I was sitting up in bed flipping through an issue of Nintendo Power when Dad knocked on the doorframe.
“Hey buddy, I got something for you.”
Dad reached into a shopping bag, took great care to unwrap the paper around the item, which he set on the mattress. It was a Halloween pail in the shape of a red devil. The devil stared at me from the edge of my bed. He was odd, unsettling, unlike anything I’d seen at Target. He had paint strokes and tiny imperfections signifying he hadn’t come off of any assembly line. A bubble in the shellac had created a wart on the end of his long sharp nose. His horns were tiny nubs with photorealistic ridges. His toothy grin was framed in the classic Satanic goatee. His angry eyebrows were raised so high they nearly touched his hairline. As for his glowing yellow cat eyes they felt like they were watching me.
Without thinking I scurried up my headboard. “He’s creepy.”

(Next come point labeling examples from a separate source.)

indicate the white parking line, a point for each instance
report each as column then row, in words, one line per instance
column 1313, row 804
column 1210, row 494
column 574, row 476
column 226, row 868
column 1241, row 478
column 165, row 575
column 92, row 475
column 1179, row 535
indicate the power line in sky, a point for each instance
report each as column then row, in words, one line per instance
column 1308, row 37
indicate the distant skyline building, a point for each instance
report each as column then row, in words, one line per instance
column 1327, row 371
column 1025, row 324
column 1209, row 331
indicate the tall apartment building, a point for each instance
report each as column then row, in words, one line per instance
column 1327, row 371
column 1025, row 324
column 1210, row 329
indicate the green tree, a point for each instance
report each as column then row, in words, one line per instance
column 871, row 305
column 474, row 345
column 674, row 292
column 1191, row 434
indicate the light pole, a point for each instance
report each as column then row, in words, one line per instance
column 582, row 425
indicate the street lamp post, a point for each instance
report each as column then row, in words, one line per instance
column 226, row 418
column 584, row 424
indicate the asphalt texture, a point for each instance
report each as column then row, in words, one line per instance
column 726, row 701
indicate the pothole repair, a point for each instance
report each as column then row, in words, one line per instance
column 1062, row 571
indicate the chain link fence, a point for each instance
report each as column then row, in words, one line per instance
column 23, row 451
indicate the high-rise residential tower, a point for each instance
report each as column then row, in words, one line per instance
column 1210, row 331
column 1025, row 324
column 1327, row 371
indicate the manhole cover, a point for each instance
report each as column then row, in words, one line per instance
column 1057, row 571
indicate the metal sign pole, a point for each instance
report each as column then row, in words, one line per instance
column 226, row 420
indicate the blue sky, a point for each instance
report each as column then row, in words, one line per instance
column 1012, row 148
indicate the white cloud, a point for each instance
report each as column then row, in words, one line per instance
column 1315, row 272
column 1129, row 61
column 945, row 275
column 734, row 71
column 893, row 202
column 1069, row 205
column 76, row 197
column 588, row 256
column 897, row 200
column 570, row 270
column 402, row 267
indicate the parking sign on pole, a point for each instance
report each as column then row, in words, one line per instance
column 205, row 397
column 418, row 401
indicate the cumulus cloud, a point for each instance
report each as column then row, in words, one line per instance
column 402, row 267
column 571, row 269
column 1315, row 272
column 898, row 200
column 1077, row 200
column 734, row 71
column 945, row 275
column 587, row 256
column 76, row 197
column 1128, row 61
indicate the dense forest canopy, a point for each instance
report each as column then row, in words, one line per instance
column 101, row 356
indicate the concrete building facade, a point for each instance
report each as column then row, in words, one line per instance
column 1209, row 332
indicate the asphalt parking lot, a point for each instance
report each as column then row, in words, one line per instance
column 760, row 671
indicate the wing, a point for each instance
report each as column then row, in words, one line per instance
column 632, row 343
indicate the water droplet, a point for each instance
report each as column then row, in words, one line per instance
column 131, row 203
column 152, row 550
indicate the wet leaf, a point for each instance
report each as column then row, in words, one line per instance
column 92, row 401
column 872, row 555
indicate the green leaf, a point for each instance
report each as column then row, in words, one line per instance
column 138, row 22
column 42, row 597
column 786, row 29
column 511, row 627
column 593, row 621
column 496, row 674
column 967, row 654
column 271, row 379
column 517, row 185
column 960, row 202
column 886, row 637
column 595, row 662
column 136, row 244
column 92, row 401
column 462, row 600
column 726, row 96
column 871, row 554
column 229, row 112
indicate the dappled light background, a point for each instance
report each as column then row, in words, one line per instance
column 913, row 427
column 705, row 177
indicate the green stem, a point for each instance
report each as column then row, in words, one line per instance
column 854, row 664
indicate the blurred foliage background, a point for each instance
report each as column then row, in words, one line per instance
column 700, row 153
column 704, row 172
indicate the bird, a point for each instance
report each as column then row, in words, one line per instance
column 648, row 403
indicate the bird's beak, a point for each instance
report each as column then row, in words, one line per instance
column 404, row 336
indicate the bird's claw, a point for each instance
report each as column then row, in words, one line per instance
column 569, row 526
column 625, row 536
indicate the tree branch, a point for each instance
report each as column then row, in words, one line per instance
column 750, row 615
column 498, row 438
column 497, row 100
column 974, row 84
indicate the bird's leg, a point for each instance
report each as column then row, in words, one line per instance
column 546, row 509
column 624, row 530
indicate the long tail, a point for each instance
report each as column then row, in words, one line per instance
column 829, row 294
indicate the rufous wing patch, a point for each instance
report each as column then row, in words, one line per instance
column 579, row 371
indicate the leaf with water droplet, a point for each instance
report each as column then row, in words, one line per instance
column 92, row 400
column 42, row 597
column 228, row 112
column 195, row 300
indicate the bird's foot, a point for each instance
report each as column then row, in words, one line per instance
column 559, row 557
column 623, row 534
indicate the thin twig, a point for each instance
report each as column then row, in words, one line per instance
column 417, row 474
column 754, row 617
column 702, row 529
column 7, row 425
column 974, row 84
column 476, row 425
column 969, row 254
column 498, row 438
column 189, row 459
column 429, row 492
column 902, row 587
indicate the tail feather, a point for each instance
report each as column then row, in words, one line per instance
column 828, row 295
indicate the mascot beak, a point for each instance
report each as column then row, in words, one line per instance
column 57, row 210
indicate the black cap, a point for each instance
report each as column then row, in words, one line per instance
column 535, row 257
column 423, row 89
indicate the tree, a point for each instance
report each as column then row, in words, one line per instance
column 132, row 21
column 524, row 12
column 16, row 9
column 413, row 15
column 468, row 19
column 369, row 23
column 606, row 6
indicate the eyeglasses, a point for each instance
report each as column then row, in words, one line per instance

Dad wore a Cheshire Cat smile. “I know right?” He held the pail in his hand like he was preparing to recite Shakespeare. “I was told this handcrafted papier-mâché devil is one of a kind. I saw him in a shop window and immediately thought of you.”
“A red devil reminded you of me?”
“Definitely. It’s something in the eyes, that twinkle of unrepentant malevolence.”
I crossed my arms. “Gee thanks, Dad.”
“You’re welcome. You see I do notice these things.”
I rolled my eyes. I wasn’t in footy pajamas anymore. I was past going out in a plastic smock with a picture of who I was supposed to be on it. I was way beyond Halloween pails. I was seven, old enough to know the true meaning of the season was to maximize sugar intake before winter hibernation.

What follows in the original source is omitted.